ABD’nin müttefikleri de bu operasyona karışmıştır. Britanya’nın Muhafazakâr hükümeti ve muhalefetteki İşçi Partisi, bu kirli temellere dayanarak Assange’ın iade duruşmalarına olanak sağladı. Britanya Bölge Mahkemesi Yargıcı Vanessa Baraitser, Ocak ayında verdiği kararda, Thordarson’un yalanları da dahil olmak üzere ABD’nin Assange’a yönelik tüm önemli iddialarını onayladı ve yalnızca WikiLeaks kurucusunun sağlığının bozulduğu ve bir ABD hapishanesinde ölebileceği gerekçesiyle iadeye karşı karar verdi.

Avustralya hükümeti ve muhalefetteki İşçi Partisi, Avustralya yurttaşı olmasına rağmen Assange’ı savunmayı reddetti ve Britanya’daki “yasal sürece” büyük güvenlerini ilan etti. En son ifşaat, onları ABD istihbarat teşkilatlarının suç ortakları ve Avustralyalı bir gazetecinin haklarını ihlal eden suçlu muhbirler olarak damgalamaktadır.

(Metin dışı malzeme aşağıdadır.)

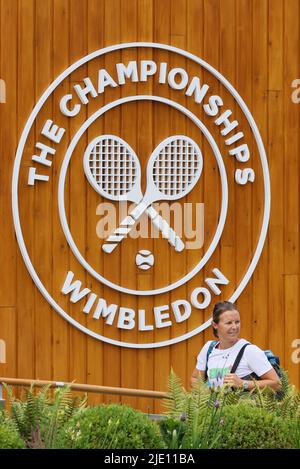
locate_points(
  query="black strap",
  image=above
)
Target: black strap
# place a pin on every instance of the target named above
(210, 349)
(238, 358)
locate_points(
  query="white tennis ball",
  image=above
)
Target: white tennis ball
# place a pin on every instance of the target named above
(144, 259)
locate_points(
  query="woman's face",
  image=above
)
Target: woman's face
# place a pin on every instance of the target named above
(228, 326)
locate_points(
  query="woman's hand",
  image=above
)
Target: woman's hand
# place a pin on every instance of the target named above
(233, 381)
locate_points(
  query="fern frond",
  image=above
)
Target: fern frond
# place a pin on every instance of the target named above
(175, 402)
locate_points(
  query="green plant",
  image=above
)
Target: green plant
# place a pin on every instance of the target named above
(9, 437)
(38, 416)
(246, 426)
(110, 426)
(193, 418)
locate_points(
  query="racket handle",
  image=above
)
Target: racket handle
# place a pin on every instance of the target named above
(167, 232)
(125, 227)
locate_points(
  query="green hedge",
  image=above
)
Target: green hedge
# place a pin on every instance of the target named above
(249, 427)
(110, 426)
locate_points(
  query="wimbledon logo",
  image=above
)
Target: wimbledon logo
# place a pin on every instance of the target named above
(147, 182)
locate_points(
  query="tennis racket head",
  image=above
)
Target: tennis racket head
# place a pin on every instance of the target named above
(113, 169)
(174, 168)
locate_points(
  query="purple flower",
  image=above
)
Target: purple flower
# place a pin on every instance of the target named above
(216, 403)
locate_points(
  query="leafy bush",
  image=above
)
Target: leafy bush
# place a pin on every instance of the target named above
(9, 437)
(110, 426)
(39, 417)
(246, 426)
(226, 419)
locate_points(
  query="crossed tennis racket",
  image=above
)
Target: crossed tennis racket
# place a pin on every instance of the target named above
(113, 169)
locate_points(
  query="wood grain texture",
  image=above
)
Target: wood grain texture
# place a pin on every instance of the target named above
(254, 44)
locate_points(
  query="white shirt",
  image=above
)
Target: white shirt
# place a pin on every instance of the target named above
(221, 361)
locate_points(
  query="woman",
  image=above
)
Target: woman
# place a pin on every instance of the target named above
(218, 367)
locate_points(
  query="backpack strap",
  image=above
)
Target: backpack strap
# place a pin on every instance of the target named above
(210, 349)
(238, 358)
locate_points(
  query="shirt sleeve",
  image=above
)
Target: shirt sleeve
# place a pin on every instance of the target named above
(201, 359)
(257, 360)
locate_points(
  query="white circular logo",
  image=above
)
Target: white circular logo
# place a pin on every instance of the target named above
(147, 169)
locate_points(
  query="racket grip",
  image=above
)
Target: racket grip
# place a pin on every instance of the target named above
(122, 231)
(167, 232)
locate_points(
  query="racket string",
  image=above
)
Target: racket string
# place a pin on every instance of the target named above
(175, 167)
(112, 167)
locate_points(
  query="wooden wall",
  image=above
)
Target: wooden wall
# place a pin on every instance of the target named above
(255, 45)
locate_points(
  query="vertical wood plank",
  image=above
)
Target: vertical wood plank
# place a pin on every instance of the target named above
(260, 112)
(43, 194)
(60, 327)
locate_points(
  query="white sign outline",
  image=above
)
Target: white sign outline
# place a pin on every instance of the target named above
(223, 211)
(15, 176)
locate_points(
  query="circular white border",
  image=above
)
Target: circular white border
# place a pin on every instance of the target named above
(15, 207)
(61, 191)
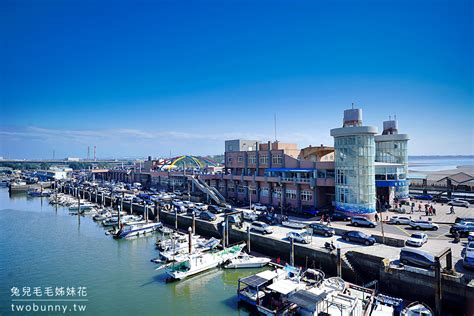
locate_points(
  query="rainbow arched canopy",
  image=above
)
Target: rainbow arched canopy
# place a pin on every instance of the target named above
(187, 161)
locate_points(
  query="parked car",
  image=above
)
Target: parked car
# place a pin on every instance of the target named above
(469, 247)
(250, 215)
(258, 207)
(423, 197)
(458, 202)
(200, 206)
(302, 237)
(463, 228)
(338, 216)
(441, 199)
(358, 237)
(398, 220)
(322, 229)
(207, 216)
(470, 236)
(417, 239)
(416, 257)
(261, 227)
(188, 204)
(362, 221)
(464, 219)
(215, 209)
(423, 225)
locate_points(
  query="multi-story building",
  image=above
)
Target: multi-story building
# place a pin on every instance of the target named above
(355, 165)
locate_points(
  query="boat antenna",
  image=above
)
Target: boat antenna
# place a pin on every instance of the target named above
(274, 119)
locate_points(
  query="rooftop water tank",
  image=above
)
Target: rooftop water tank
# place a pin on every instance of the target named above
(353, 117)
(390, 127)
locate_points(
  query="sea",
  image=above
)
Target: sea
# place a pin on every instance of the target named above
(51, 258)
(438, 163)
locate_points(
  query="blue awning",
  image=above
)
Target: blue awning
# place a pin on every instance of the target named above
(289, 170)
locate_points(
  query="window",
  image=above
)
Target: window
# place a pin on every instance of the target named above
(291, 194)
(277, 159)
(306, 195)
(277, 192)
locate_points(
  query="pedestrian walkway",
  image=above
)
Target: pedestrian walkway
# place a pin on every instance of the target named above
(443, 215)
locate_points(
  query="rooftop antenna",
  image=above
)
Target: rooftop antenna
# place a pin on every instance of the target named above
(274, 119)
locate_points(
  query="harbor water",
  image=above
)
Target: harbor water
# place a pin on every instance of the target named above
(43, 247)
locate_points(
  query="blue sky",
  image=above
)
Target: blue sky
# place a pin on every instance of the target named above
(139, 78)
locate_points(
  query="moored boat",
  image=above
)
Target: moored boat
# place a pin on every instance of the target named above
(136, 229)
(199, 262)
(247, 261)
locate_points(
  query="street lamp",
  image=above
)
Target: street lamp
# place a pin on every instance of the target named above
(249, 188)
(381, 219)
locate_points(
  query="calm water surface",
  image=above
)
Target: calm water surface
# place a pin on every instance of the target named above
(41, 246)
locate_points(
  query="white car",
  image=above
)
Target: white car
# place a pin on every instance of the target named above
(458, 202)
(417, 239)
(302, 237)
(397, 220)
(258, 207)
(423, 225)
(200, 206)
(261, 227)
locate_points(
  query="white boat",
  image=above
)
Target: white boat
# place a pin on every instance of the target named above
(247, 261)
(417, 309)
(136, 229)
(200, 262)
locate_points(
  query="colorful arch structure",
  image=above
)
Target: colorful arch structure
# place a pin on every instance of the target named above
(188, 161)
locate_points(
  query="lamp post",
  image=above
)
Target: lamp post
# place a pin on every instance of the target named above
(381, 219)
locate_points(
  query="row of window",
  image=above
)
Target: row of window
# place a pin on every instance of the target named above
(263, 159)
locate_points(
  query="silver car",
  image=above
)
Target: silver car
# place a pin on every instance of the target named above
(457, 202)
(398, 220)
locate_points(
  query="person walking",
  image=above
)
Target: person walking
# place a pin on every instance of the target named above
(451, 210)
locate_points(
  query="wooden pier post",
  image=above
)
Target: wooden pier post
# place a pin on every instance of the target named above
(248, 239)
(176, 219)
(190, 239)
(339, 263)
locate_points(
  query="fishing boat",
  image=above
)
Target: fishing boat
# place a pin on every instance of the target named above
(136, 229)
(199, 262)
(247, 261)
(82, 207)
(417, 309)
(179, 251)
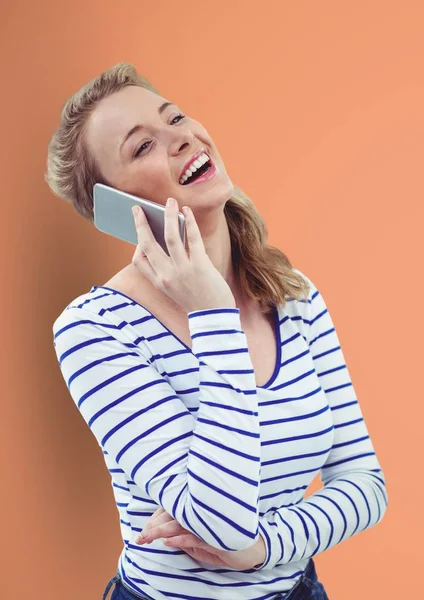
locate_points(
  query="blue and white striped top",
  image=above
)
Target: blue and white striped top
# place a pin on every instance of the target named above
(190, 431)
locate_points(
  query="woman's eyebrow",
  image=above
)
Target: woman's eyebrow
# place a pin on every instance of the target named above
(136, 128)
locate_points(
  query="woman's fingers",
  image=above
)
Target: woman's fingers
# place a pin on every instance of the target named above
(187, 540)
(164, 530)
(195, 243)
(147, 247)
(172, 235)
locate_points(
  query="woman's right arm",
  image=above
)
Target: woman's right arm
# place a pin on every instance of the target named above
(203, 471)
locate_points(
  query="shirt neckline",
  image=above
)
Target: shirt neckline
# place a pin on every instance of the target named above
(276, 315)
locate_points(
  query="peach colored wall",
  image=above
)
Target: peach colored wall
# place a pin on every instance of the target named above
(318, 110)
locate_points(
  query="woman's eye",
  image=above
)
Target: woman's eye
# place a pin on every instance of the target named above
(146, 144)
(141, 149)
(179, 117)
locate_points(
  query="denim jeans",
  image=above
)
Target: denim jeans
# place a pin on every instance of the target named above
(307, 588)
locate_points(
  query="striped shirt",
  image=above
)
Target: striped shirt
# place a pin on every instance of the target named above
(189, 430)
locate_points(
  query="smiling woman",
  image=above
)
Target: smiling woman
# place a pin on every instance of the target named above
(213, 379)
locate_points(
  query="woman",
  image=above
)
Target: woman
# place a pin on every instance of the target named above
(212, 378)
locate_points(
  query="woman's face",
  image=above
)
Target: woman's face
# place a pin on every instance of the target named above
(141, 144)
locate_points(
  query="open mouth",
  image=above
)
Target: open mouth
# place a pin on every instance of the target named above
(196, 170)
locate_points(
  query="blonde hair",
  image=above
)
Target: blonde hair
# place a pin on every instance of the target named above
(265, 273)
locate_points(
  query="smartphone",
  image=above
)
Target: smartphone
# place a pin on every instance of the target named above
(113, 215)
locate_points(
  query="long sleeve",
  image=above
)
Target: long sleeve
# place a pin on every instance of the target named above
(354, 496)
(197, 469)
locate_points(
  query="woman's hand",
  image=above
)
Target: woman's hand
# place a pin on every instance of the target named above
(190, 280)
(162, 525)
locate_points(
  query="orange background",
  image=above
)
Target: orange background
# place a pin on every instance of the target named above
(318, 110)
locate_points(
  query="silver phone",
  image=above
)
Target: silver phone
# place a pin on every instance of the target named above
(113, 215)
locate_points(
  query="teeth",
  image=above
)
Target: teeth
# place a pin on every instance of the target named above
(203, 158)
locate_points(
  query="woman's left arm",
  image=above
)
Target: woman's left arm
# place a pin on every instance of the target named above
(354, 496)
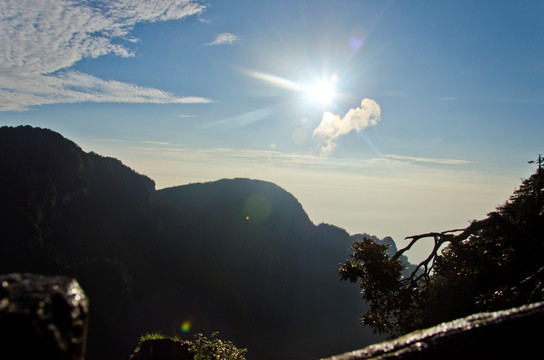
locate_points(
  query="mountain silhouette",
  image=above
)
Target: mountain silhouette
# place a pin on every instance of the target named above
(238, 256)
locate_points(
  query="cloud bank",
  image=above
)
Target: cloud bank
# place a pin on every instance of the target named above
(42, 39)
(224, 39)
(333, 126)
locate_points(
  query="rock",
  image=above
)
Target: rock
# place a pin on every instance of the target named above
(164, 349)
(42, 317)
(510, 334)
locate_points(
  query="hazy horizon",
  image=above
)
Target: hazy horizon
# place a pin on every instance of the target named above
(391, 118)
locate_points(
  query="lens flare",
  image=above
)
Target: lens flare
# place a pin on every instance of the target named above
(323, 92)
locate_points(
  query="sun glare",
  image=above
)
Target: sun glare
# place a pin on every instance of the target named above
(323, 92)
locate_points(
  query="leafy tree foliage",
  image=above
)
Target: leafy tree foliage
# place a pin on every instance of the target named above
(494, 263)
(215, 348)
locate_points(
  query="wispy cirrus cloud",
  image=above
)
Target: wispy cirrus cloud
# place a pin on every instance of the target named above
(333, 126)
(224, 39)
(41, 40)
(428, 160)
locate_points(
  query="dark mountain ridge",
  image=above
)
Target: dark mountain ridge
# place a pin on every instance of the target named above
(239, 256)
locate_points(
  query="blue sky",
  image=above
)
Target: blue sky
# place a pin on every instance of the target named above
(385, 117)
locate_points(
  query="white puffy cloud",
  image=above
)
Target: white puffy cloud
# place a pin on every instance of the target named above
(224, 39)
(332, 125)
(42, 39)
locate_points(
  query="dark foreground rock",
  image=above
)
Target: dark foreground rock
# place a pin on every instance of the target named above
(164, 349)
(42, 317)
(509, 334)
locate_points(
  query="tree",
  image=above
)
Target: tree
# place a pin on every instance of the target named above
(495, 263)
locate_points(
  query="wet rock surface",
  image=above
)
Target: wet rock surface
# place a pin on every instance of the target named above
(510, 334)
(42, 317)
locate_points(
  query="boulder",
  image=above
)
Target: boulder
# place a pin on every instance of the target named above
(42, 317)
(509, 334)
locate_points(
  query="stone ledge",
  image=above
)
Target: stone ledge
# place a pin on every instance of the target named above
(509, 334)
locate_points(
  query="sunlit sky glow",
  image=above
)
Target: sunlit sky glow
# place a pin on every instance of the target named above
(386, 117)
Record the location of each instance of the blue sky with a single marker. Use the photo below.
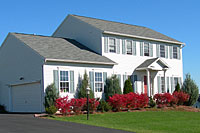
(179, 19)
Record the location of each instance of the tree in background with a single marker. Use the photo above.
(190, 87)
(112, 87)
(83, 86)
(128, 86)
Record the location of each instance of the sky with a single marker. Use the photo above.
(179, 19)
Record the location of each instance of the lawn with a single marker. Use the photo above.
(143, 122)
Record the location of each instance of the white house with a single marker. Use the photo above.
(29, 63)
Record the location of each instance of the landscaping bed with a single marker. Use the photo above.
(163, 120)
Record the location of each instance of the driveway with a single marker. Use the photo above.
(26, 123)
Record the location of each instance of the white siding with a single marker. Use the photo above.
(128, 63)
(17, 60)
(78, 69)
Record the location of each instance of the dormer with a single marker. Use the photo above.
(112, 37)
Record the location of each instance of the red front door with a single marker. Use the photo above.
(145, 84)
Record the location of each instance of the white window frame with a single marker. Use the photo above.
(162, 82)
(115, 45)
(175, 83)
(131, 51)
(98, 82)
(162, 51)
(68, 81)
(175, 54)
(148, 48)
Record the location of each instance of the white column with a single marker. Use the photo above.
(148, 83)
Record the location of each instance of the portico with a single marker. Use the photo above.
(151, 67)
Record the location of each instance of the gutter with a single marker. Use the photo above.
(84, 62)
(141, 37)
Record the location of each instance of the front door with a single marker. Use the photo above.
(145, 84)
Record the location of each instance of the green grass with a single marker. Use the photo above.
(143, 122)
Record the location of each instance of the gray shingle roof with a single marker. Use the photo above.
(122, 28)
(147, 62)
(61, 48)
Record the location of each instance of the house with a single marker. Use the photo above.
(29, 63)
(197, 103)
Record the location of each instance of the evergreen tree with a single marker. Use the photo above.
(112, 87)
(190, 87)
(51, 95)
(128, 86)
(84, 85)
(177, 88)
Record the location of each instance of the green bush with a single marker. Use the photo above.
(190, 87)
(128, 86)
(112, 87)
(51, 95)
(104, 106)
(84, 85)
(152, 103)
(51, 110)
(177, 88)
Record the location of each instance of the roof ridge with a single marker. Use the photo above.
(109, 21)
(38, 35)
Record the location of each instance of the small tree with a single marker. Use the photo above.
(128, 86)
(84, 85)
(51, 95)
(190, 87)
(112, 87)
(177, 88)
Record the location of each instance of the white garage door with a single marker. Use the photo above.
(26, 98)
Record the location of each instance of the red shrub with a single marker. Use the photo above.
(93, 104)
(77, 104)
(116, 101)
(163, 99)
(63, 105)
(181, 97)
(143, 101)
(130, 101)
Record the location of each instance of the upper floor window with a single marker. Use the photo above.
(98, 82)
(112, 45)
(129, 47)
(146, 49)
(162, 51)
(175, 52)
(64, 81)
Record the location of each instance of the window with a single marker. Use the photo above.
(162, 51)
(163, 84)
(112, 45)
(98, 82)
(175, 52)
(146, 49)
(64, 81)
(129, 47)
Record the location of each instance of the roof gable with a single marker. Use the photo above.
(153, 64)
(62, 49)
(116, 27)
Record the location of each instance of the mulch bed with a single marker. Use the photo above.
(175, 108)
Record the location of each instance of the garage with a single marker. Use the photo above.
(26, 97)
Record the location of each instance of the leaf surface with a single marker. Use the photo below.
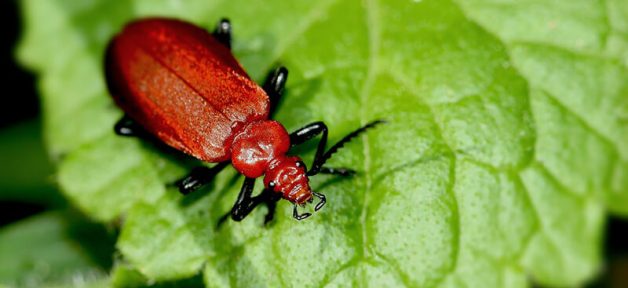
(506, 140)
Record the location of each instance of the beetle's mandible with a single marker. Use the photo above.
(180, 84)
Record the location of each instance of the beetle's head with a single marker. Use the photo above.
(287, 175)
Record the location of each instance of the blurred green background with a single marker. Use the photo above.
(44, 242)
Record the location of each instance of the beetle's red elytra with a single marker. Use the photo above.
(182, 85)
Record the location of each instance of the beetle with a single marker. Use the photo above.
(181, 84)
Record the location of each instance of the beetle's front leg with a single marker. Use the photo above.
(128, 127)
(245, 203)
(274, 86)
(222, 32)
(198, 177)
(311, 130)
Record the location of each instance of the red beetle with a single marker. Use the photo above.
(182, 85)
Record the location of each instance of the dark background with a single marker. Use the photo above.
(20, 108)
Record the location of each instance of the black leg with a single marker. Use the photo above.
(199, 177)
(245, 203)
(337, 171)
(271, 203)
(127, 127)
(223, 32)
(310, 131)
(274, 86)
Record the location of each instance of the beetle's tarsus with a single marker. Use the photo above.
(127, 127)
(223, 32)
(296, 215)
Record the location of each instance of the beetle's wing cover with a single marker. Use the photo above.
(183, 86)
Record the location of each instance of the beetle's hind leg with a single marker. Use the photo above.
(223, 32)
(198, 177)
(274, 86)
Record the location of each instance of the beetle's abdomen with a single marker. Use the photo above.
(183, 86)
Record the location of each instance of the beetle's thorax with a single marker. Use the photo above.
(256, 145)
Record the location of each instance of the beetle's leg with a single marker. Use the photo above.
(198, 177)
(311, 130)
(337, 171)
(308, 132)
(267, 197)
(245, 203)
(274, 86)
(223, 32)
(271, 203)
(127, 127)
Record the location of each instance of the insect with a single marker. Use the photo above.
(182, 85)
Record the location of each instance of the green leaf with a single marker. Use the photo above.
(43, 250)
(506, 142)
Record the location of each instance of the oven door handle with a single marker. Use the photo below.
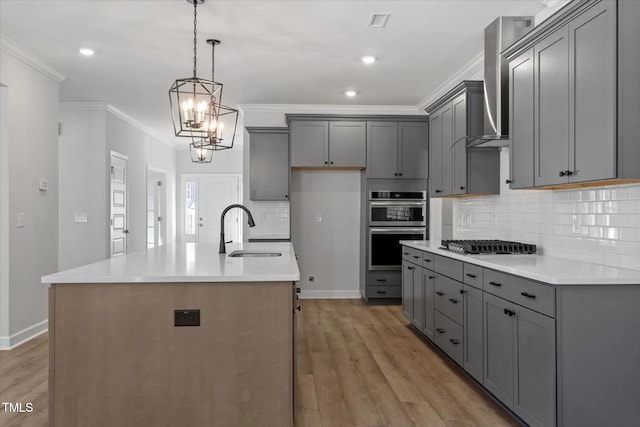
(412, 204)
(397, 230)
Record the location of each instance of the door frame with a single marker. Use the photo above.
(160, 228)
(124, 157)
(184, 177)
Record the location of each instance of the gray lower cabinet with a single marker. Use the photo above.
(570, 118)
(326, 143)
(269, 163)
(519, 353)
(428, 279)
(397, 149)
(408, 275)
(473, 359)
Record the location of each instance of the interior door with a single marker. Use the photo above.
(118, 203)
(214, 194)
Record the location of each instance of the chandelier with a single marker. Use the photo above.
(197, 110)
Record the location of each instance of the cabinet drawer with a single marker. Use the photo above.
(473, 275)
(384, 278)
(449, 267)
(530, 294)
(412, 255)
(384, 291)
(449, 337)
(448, 299)
(427, 260)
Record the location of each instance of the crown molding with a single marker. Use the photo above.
(329, 109)
(83, 106)
(14, 49)
(472, 67)
(139, 125)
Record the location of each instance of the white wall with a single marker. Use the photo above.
(142, 150)
(329, 248)
(600, 225)
(32, 103)
(83, 181)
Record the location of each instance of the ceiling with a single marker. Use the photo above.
(272, 52)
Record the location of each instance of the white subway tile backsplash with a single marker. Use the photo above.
(594, 225)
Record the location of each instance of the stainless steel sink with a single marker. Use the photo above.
(235, 254)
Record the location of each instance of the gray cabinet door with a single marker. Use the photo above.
(412, 150)
(447, 151)
(521, 104)
(435, 154)
(535, 374)
(592, 94)
(428, 279)
(269, 165)
(473, 357)
(418, 298)
(309, 143)
(459, 145)
(347, 144)
(499, 338)
(382, 149)
(552, 109)
(407, 289)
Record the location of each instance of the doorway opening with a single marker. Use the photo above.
(203, 198)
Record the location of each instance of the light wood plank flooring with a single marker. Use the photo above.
(357, 365)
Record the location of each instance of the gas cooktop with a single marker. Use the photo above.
(495, 247)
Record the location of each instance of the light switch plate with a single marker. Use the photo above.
(21, 220)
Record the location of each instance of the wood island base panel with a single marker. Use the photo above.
(116, 357)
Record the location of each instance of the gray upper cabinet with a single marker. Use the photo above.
(309, 143)
(323, 143)
(582, 74)
(455, 168)
(269, 163)
(397, 149)
(347, 144)
(382, 150)
(521, 106)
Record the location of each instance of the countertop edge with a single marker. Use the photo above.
(544, 279)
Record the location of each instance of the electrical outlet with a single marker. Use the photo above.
(186, 317)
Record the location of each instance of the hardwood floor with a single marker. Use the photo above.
(357, 365)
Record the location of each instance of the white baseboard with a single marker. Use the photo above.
(310, 294)
(20, 337)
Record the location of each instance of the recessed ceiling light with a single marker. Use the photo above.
(368, 59)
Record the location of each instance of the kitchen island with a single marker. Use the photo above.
(176, 335)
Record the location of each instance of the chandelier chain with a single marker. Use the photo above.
(195, 35)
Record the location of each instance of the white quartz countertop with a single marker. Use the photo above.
(188, 262)
(547, 269)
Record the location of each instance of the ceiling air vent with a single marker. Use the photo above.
(379, 20)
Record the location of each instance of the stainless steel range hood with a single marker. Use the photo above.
(499, 35)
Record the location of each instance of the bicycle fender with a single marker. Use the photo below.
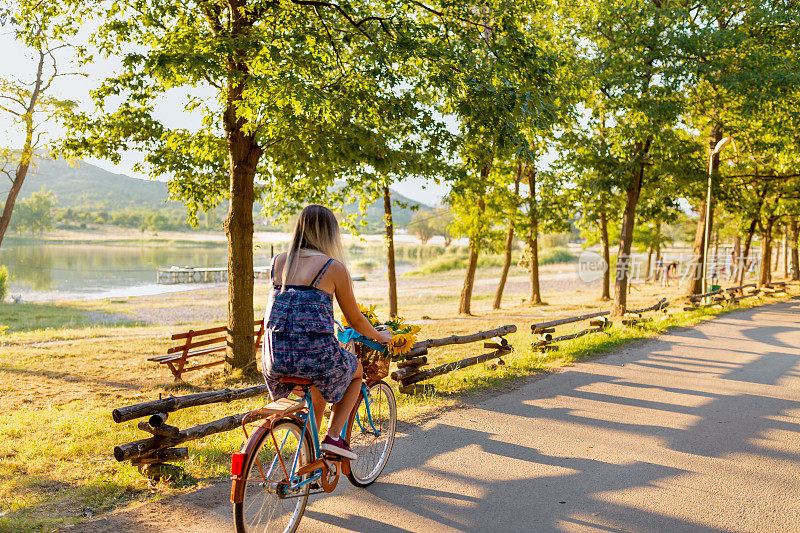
(238, 482)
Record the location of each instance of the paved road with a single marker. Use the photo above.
(696, 430)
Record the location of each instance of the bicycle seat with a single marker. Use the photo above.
(301, 382)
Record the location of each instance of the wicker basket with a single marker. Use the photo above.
(376, 364)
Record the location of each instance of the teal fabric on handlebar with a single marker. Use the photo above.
(350, 334)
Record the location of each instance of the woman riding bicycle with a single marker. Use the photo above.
(299, 339)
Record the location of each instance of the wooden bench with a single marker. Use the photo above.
(204, 342)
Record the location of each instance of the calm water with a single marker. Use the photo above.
(46, 272)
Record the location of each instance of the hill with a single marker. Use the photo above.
(89, 188)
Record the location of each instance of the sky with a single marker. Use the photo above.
(18, 62)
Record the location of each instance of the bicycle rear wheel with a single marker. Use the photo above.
(268, 504)
(372, 441)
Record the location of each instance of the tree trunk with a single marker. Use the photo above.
(735, 257)
(509, 239)
(464, 304)
(27, 148)
(387, 210)
(748, 240)
(240, 353)
(698, 251)
(606, 256)
(469, 281)
(243, 155)
(695, 273)
(626, 234)
(765, 272)
(795, 259)
(16, 186)
(535, 296)
(785, 251)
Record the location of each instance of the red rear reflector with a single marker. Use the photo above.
(237, 463)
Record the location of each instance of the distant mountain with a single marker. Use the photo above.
(87, 187)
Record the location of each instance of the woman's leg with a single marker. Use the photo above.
(341, 409)
(319, 406)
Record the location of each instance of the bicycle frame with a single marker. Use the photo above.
(309, 426)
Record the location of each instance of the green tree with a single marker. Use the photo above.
(292, 84)
(45, 28)
(36, 213)
(498, 83)
(633, 87)
(421, 226)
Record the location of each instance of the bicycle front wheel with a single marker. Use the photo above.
(270, 503)
(371, 434)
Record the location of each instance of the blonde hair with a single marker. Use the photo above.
(316, 229)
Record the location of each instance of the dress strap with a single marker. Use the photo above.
(321, 273)
(272, 270)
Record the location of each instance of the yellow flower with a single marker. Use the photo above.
(402, 343)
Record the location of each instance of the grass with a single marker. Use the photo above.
(56, 466)
(458, 261)
(33, 317)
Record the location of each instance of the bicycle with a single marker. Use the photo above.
(281, 463)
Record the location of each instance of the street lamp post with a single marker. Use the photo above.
(706, 237)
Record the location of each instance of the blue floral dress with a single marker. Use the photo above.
(299, 341)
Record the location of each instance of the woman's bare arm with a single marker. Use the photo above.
(343, 289)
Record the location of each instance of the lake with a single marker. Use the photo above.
(51, 271)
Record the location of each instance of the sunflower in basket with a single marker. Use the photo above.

Thordarson’un ifşaatı, her yerde işçilerin, öğrencilerin ve gençlerin, Biden yönetiminin Assange aleyhindeki tüm suçlamaları derhal düşürmesi talebini yükseltmesi gerektiğini gösteriyor; Birleşik Krallık makamları iade davası işlemlerini sona erdirmeli ve derhal Assange’ın koşulsuz özgürlüğünü sağlamalı; Avustralya hükümeti yurttaşının haklarını korumalıdır.

Dahası, ABD’nin Assange’ı kovalamasının kirli ve canice karakteri, Amerikan hükümetinin kendisine karşı duran her yayıncıyı, siyasi eylemciyi veya işçiyi yok etmek için kullanılabilecek bir emsal oluşturmaya çalıştığını göstermektedir. Sınıf mücadelesinin büyük ölçüde tırmandığı, artan toplumsal ve siyasi muhalefet koşullarında, bu emsalin ayakta kalmasına izin verilmemelidir.